Steamboat Springs New picnic tables and an awning to shade and protect preschoolers from the elements have long been on Laurel Street School's list of desired improvements.
That wish became a reality recently with grant funds provided through the Yampa Valley Community Foundation's special initiative project.
"Our playground is long and skinny," Laurel Street School Director Kim Kueber said Monday. "We've been wanting to expand (that area) but we just weren't able to."
The Laurel Street School isn't the only early childhood education facility benefiting from the special initiative project. Grants totaling more than $15,000 were awarded in September by the Community Foundation to 12 locally licensed child-care centers and family home providers.

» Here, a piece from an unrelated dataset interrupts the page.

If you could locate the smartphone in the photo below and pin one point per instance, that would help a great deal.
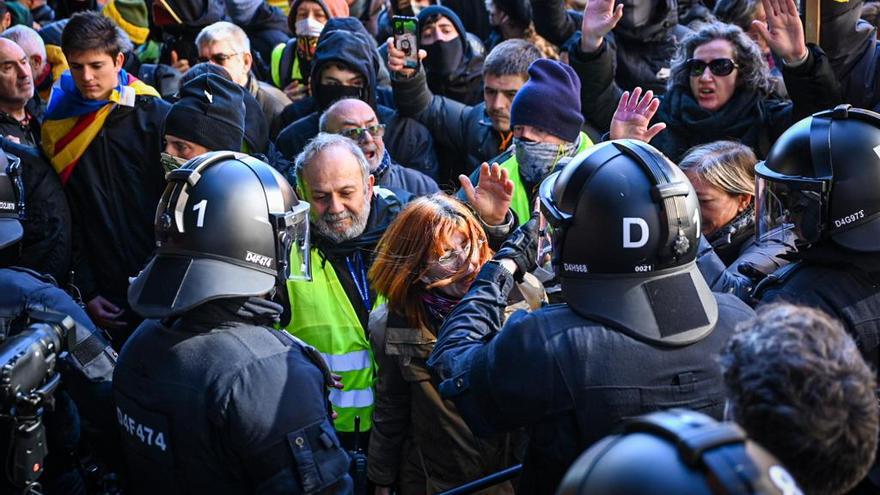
(406, 39)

The foundation, which in 2002 designated early childhood education as a special initiative project, has awarded 32 grants totaling more than $36,000 over the past two years. The foundation has partnered with First Impressions of Routt County to promote quality in Routt County early childhood programs.
"Research has been telling us how important the early years are in terms of brain development and school readiness," First Impressions Executive Director Renee Donahue said. "The cost of providing the care mostly comes from parent fees, unlike the public school system."
Having an established grant program enables early childhood providers to continually improve their services without drastically raising prices for child care, Donahue said. Early childhood care and education typically costs families between $38 and $48 a day per child.
"These prices have been going up as places try to provide better services," Donahue said.
The 12 grants awarded last month went to child-care centers and family home providers that participated in an extensive evaluation process by Educare Colorado, which measures the quality of early childhood education programs. An Educare report identified areas in which local providers could improve their services, and in cooperation with early childhood specialists Sharon Butler and Sharyl Ritschel, the local providers developed plans for improvement.
The individual improvement plans led to the September grant awards from the Community Foundation, Donahue said. In addition to grants, Discovery Learning Center, Holy Name Preschool, Laurel Street School and home provider Julie Redmond received plaques recognizing the quality of their programs. Other grant recipients include GrandKids, Young Tracks, Heritage Park, Kelda Combs-Wall, Monica Demara, Tina Frasier, Katresha Morrison and Layne Walker.
The foundation also has established a Good Beginnings Never End fund, which hopes to provide a minimum of $20,000 a year to continue quality improvements in early childhood education in the county. According to the foundation, the fund, through the Child Care Contribution tax credit, will allow contributors to collect an income tax credit of 50 percent of their total contribution.
"We're very thankful (the Yampa Valley Community Foundation) appreciates the importance of a good beginning," Donahue said.